A day in the life of a software/devops engineer is pretty chaotic. You have various information requiring different context streaming in from multiple sources throughout the day. For example, I was working on updating some configuration mapping on Kubernetes for our new SES SMTP Relay credentials. Then I get a message clarifying about a story that I completed yesterday, about a backend API written in GO. Then I had to join a meeting about decoupling our entire platform from an external service that many of our logic is intertwined with.

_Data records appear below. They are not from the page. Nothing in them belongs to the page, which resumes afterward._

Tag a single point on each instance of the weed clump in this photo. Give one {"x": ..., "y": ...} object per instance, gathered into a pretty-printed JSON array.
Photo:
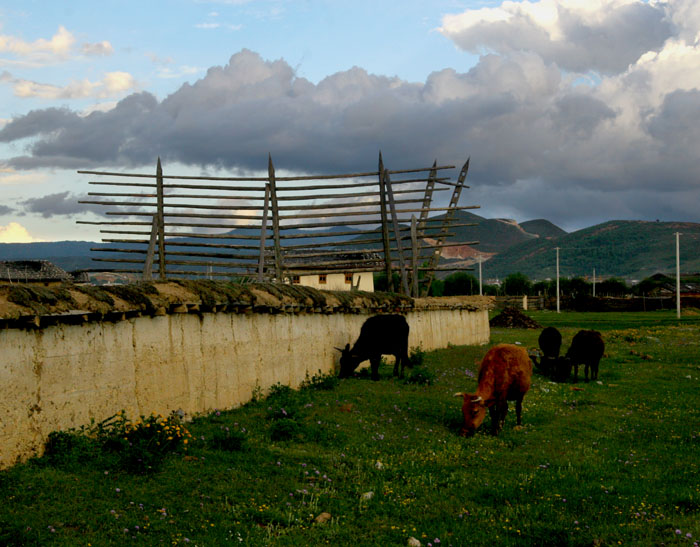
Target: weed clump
[{"x": 134, "y": 447}]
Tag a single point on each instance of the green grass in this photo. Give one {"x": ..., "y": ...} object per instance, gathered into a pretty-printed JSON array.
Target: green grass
[{"x": 605, "y": 463}]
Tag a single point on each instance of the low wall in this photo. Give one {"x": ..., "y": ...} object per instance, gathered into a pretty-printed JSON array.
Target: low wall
[{"x": 63, "y": 375}]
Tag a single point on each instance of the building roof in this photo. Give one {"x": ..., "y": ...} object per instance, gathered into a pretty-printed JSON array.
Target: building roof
[{"x": 31, "y": 270}]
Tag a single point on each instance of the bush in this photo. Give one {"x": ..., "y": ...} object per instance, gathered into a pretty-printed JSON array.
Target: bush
[
  {"x": 415, "y": 357},
  {"x": 227, "y": 440},
  {"x": 142, "y": 446},
  {"x": 421, "y": 376}
]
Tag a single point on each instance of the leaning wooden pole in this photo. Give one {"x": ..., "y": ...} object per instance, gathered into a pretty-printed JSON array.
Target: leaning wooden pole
[
  {"x": 385, "y": 225},
  {"x": 275, "y": 219},
  {"x": 449, "y": 217},
  {"x": 397, "y": 236},
  {"x": 263, "y": 235},
  {"x": 161, "y": 221}
]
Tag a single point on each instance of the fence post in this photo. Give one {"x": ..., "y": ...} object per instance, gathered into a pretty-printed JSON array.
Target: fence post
[
  {"x": 161, "y": 221},
  {"x": 397, "y": 234},
  {"x": 449, "y": 215},
  {"x": 275, "y": 219},
  {"x": 148, "y": 265},
  {"x": 414, "y": 257},
  {"x": 263, "y": 234},
  {"x": 385, "y": 225}
]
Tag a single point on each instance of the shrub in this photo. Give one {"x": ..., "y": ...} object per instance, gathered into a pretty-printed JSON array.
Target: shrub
[
  {"x": 227, "y": 440},
  {"x": 142, "y": 446},
  {"x": 415, "y": 357},
  {"x": 421, "y": 376}
]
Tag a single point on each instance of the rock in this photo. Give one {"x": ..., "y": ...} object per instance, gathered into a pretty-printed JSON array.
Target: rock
[{"x": 323, "y": 517}]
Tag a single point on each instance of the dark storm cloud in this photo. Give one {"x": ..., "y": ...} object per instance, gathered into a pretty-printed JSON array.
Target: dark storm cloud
[
  {"x": 61, "y": 203},
  {"x": 539, "y": 141},
  {"x": 578, "y": 41}
]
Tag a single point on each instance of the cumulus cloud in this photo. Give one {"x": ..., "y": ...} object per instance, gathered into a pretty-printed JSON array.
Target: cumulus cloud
[
  {"x": 575, "y": 125},
  {"x": 113, "y": 84},
  {"x": 600, "y": 35},
  {"x": 15, "y": 233}
]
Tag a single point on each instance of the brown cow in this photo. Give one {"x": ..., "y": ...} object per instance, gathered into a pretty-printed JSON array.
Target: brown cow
[{"x": 504, "y": 376}]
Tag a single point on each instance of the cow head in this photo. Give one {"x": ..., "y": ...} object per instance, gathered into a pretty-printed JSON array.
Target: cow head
[
  {"x": 348, "y": 362},
  {"x": 474, "y": 411}
]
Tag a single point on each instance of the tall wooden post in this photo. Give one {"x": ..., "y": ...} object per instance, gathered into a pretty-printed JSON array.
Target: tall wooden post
[
  {"x": 447, "y": 220},
  {"x": 397, "y": 233},
  {"x": 161, "y": 221},
  {"x": 263, "y": 234},
  {"x": 414, "y": 257},
  {"x": 275, "y": 219},
  {"x": 385, "y": 225}
]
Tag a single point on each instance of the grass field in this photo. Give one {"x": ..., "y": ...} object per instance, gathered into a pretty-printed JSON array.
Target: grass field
[{"x": 615, "y": 462}]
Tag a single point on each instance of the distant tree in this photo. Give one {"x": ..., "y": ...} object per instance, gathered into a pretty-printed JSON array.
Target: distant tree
[
  {"x": 545, "y": 288},
  {"x": 612, "y": 287},
  {"x": 491, "y": 290},
  {"x": 437, "y": 288},
  {"x": 461, "y": 283},
  {"x": 380, "y": 281},
  {"x": 517, "y": 284},
  {"x": 578, "y": 287}
]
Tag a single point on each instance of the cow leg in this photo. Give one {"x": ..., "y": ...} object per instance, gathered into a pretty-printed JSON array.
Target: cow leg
[
  {"x": 518, "y": 411},
  {"x": 374, "y": 363}
]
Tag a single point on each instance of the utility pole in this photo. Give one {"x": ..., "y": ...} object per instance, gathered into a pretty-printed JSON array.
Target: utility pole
[
  {"x": 557, "y": 249},
  {"x": 678, "y": 277},
  {"x": 593, "y": 282},
  {"x": 480, "y": 288}
]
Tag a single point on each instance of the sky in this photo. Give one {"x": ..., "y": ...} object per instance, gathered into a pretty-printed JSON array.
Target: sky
[{"x": 576, "y": 111}]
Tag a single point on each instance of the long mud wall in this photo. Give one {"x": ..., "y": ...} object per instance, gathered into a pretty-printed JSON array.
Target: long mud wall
[{"x": 67, "y": 373}]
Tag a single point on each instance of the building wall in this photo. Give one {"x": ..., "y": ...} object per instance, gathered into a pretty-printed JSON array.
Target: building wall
[
  {"x": 65, "y": 375},
  {"x": 336, "y": 282}
]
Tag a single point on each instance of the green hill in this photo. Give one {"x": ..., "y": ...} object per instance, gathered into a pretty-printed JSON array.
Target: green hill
[{"x": 620, "y": 248}]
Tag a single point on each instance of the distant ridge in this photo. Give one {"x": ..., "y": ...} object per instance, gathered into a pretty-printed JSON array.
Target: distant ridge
[{"x": 622, "y": 248}]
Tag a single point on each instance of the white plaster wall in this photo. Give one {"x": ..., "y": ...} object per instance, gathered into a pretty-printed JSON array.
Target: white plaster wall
[{"x": 62, "y": 376}]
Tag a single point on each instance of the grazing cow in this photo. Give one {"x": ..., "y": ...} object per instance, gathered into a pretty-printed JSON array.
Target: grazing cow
[
  {"x": 379, "y": 335},
  {"x": 586, "y": 348},
  {"x": 504, "y": 376},
  {"x": 550, "y": 344}
]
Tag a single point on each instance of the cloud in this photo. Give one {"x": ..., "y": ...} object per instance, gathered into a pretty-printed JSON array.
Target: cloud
[
  {"x": 600, "y": 35},
  {"x": 59, "y": 204},
  {"x": 619, "y": 144},
  {"x": 100, "y": 49},
  {"x": 113, "y": 84},
  {"x": 15, "y": 233},
  {"x": 59, "y": 46}
]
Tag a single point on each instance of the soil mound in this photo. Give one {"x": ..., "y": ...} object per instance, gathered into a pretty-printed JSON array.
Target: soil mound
[{"x": 513, "y": 318}]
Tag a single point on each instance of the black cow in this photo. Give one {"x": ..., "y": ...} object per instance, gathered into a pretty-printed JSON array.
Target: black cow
[
  {"x": 379, "y": 335},
  {"x": 586, "y": 349}
]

The commonality that I found among all these, is that I need to switch context, and the cost of switching is much higher than expected. There also happen to be a lot of adhoc tasks that I need to complete from time to time. Most of the times, replying to people’s questions.

This reminded me of the difference between manager’s and maker’s time. I realized that I have spent a lot of my time on reactive events instead of being able to focus on long periods of time to get my “actual” work done.

Workflow to fix this

Treat every single request for my attention as a task and file it into my todo list. Like an actual list, not just a mental note. Then the important bit is this, look at this new task, compare it to my list and prioritize it immediately. Is it more important than what I’m doing currently? Is it something that can wait till the end of day, or tomorrow even?

I’ve tried this for the past week, and it has helped me claw back the maker’s time that I desperately need. It could be the most insignificant thing, because sometimes those take up to 5, 10 minutes when you think that it’s just going to take 1 minute. Things like, “oh, I need to get approval from my manager for XYZ”. Unless it’s something urgent and I need to do right now, I file it into the list and prioritize accordingly.

What’s next?

I’m going to continue this system and unless I write about it again, we can all assume that it works well. The other thing that I’ve noticed is that I seem to spend quite a bit of time in meetings these days, a lot of times it’s inevitable because of COVID and everyone is working remotely, but I feel like there are some meetings that I’ve joined where I have not contributed or gained anything.

One of my colleagues drew bar graphs to illustrate the amount of hours spent in meetings in a day. It’s surprising how little time she had left in a day for herself. I am tempted to replicate that method just to have a sensing of how much time I spend in meetings.